If Northeast states follow the path laid out in the EnergyVision 2030 Primary Scenario, they will reduce emissions 45% from 1990 levels by 2030. This reduction will put the states on a straight path to an 80% reduction in 2050. The Primary Scenario is the focus of Acadia Center’s analysis and is highly achievable if states redouble their efforts to build a clean energy future.
In the Primary Scenario, Acadia Center increased renewable generation to levels greater than the current state RPSs in New England, while maintaining the recently established Clean Energy Standard in New York.

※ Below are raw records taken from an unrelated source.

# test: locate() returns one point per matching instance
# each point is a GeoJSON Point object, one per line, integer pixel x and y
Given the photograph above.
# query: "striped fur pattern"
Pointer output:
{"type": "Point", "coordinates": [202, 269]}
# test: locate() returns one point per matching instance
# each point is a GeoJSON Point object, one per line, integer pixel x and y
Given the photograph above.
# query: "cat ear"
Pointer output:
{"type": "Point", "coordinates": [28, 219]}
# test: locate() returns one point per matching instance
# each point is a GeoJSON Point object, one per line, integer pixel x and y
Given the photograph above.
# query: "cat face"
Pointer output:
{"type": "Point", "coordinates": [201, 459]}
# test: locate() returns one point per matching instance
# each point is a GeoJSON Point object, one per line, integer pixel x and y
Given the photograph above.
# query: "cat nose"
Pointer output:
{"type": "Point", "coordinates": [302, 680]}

The remaining generation mix was designed to keep nuclear and imported hydropower at the Baseline Scenario levels, with fossil fuel generation dispatched to meet the remaining load.
In addition to generation resources, 2,000 MW of demand response, 1,800 MW of advanced load management, and 4,200 MW of energy storage capacity were added to the grid to optimize load. In buildings, electric and natural gas efficiency annual incremental savings goals were increased from the Baseline Scenario to an average of 2.5% and 1.4%, respectively across all states; heat pumps replaced fossil fuels for 13% of residential building heating needs. In transportation, electric vehicles increase to 17% of cars and light trucks based on state commitments, and 2.5% of medium duty vehicles like box trucks and buses are electrified.
The Accelerated Scenario examines the emissions reductions that could be achieved with stronger actions to accelerate growth in clean energy markets. If states follow the Accelerated Scenario they will achieve 50% emissions reduction by 2030.
In the Accelerated Scenario, renewable generation was ramped up in both New England and New York beyond the levels in Primary Scenario. As with the Primary Scenario, the remaining generation mix maintained the same level of nuclear and imported hydropower, and fossil fuel generation was dispatched to meet the remaining load.
Grid modernization resources were increased to 5,000 MW of total demand response, 3,000 MW of advanced load management, and 6,000 MW of energy storage capacity. Electric and natural gas efficiency annual incremental savings were increased to 2.7% and 1.6% respectively across all states, and heat pumps were increased to replace 16% of fossil fuel in residential building heating. In this Accelerated Scenario, electric vehicles comprise 23% of cars and light trucks, with 5% of medium duty vehicles also electrified.